Itinérance: enfin dans ma cour!

Un projet de centre de jour pour sans-abri sur le Plateau-Mont-Royal se heurte à une résistance des citoyens et des commerçants du coin, qui craignent une présence gênante dans le quartier et l’apparition soudaine d’une série de problèmes. Mais le syndrome du « pas dans ma cour » est contraire à toute politique d’action en itinérance, dont l’un des buts premiers est de favoriser la cohabitation sociale.

Ils ont fait vibrer leurs inquiétudes au micro du conseil d’arrondissement du Plateau-Mont-Royal, à Montréal, en début de semaine dernière. Commerçants de l’avenue du Parc, résidents des environs, porteurs d’un refrain connu : bravo pour ce merveilleux projet de soutien aux clientèles vulnérables, mais… pourquoi chez nous ?

La relocalisation du centre de jour pour itinérants La porte ouverte (The Open Door) de Westmount aux limites du Plateau nourrit les craintes des occupants du secteur. Avec l’arrivée prévue d’une ou deux centaines de sans-abri fréquentant le sous-sol de l’église Notre-Dame-de-la-Salette, en septembre, ils ont peur de soudainement se retrouver en paysage méconnu : hausse de la criminalité, problèmes de violence et d’abus de substances, salubrité menacée, vols à l’étalage, etc. Les itinérants sont déjà nombreux à errer dans les environs, disent-ils, n’en rajoutez pas, la cour est pleine.

On ne peut reprocher à ces citoyens une bouffée d’inconfort devant l’inconnu et un brin d’inquiétude pour leur espace civique. Mais ne se fourvoient-ils pas en imaginant le pire ? C’est peut-être précisément le mieux qui les attend au détour, car la clientèle qu’ils redoutent est déjà installée dans le quartier, mais sans soutien.

« Et si vous vous demandiez comment les choses vont s’améliorer au lieu d’empirer ? » a répondu mardi Maeva Vilain, conseillère d’arrondissement du district Jeanne-Mance, qui faisait face au barrage de questions aux côtés du maire Luc Ferrandez. Voilà une réflexion sensée qui se marie parfaitement à la raison précise pour laquelle l’organisme La porte ouverte a choisi ce lieu, aux confins de l’arrondissement Ville-Marie, là où 50 % de la population itinérante de Montréal erre sans toit.

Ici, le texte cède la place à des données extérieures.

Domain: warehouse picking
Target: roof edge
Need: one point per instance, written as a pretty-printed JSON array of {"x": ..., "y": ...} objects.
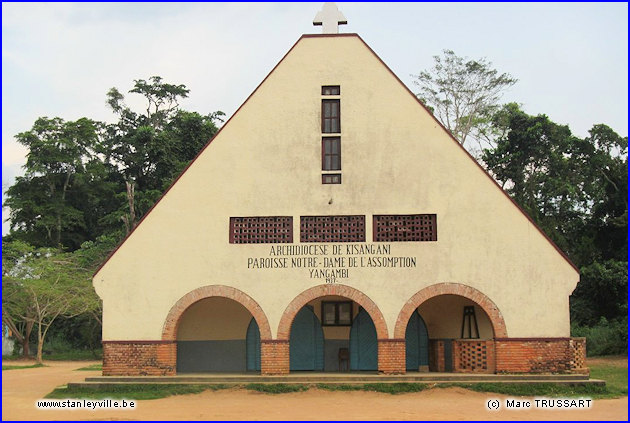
[
  {"x": 562, "y": 253},
  {"x": 496, "y": 184},
  {"x": 197, "y": 156}
]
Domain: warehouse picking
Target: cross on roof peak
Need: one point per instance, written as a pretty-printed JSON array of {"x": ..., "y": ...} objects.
[{"x": 329, "y": 18}]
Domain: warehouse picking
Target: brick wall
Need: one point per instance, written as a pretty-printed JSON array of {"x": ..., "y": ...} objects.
[
  {"x": 577, "y": 349},
  {"x": 139, "y": 358},
  {"x": 436, "y": 355},
  {"x": 473, "y": 356},
  {"x": 274, "y": 357},
  {"x": 391, "y": 356},
  {"x": 540, "y": 355}
]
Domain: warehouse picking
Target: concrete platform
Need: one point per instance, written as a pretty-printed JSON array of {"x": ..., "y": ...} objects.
[{"x": 338, "y": 378}]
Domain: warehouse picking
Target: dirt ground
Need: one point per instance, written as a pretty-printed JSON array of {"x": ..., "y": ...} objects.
[{"x": 21, "y": 388}]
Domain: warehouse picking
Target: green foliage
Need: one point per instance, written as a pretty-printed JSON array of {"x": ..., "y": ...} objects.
[
  {"x": 43, "y": 285},
  {"x": 616, "y": 376},
  {"x": 131, "y": 391},
  {"x": 16, "y": 367},
  {"x": 85, "y": 185},
  {"x": 575, "y": 190},
  {"x": 47, "y": 205},
  {"x": 276, "y": 388},
  {"x": 604, "y": 338},
  {"x": 463, "y": 94}
]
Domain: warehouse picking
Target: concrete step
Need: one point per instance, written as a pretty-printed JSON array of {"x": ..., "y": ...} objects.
[
  {"x": 106, "y": 383},
  {"x": 329, "y": 378}
]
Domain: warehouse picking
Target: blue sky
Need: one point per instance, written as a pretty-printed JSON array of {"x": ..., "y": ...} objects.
[{"x": 60, "y": 59}]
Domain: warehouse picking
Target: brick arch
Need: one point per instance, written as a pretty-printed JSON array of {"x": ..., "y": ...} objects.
[
  {"x": 493, "y": 312},
  {"x": 169, "y": 332},
  {"x": 284, "y": 328}
]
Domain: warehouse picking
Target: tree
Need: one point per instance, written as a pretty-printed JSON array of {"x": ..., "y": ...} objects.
[
  {"x": 463, "y": 94},
  {"x": 148, "y": 150},
  {"x": 45, "y": 206},
  {"x": 575, "y": 189},
  {"x": 15, "y": 303},
  {"x": 45, "y": 285}
]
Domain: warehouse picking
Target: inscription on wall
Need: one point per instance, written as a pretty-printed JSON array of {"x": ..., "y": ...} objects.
[{"x": 330, "y": 262}]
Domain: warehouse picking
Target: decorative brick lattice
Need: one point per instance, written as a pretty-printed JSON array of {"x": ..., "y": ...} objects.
[
  {"x": 578, "y": 351},
  {"x": 332, "y": 229},
  {"x": 261, "y": 230},
  {"x": 405, "y": 227},
  {"x": 472, "y": 356}
]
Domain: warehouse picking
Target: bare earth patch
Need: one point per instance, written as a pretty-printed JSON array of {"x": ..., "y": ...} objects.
[{"x": 22, "y": 387}]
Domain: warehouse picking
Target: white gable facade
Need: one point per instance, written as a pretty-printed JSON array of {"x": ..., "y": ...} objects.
[{"x": 333, "y": 215}]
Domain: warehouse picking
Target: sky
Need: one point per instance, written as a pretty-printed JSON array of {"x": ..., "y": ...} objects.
[{"x": 60, "y": 59}]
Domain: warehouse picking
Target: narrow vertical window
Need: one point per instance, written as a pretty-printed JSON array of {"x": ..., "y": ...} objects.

Le plan d’action montréalais en itinérance 2018-2020 a pointé ces environs comme le bassin où l’on retrouve la plus importante présence d’itinérants d’origine inuite, et La porte ouverte connaît très bien ce groupe, qui compose 40 % de sa clientèle. Les Inuits ne représentent que 10 % des autochtones à Montréal, mais ils sont 40 % des itinérants dénombrés en 2015.

Leurs besoins sont immenses. Des 1100 Inuits qui se retrouvaient à Montréal en 2012, seule la moitié y était pour études ou emploi, l’autre moitié fuyant l’extrême pauvreté du Nord dans l’espoir d’un Sud plus clément. Marginalisée sur le plan socioéconomique, sans logis potables en guise de repère quotidien, grevée par des problèmes de santé physique et psychologique et de dépendance, cette population subit en outre les préjugés associés aux groupes autochtones. Marginalisés dans leur marginalité.

Les organismes de soutien en itinérance (on en compte une centaine sur l’île de Montréal) non seulement suppléent aux besoins de base (nourriture, vêtements, chaleur, accès sanitaire), mais offrent également un tremplin vers une possible sortie de la rue. Il s’agit là du socle de tout plan d’action destiné à soulager les personnes itinérantes et, par ricochet, la ville.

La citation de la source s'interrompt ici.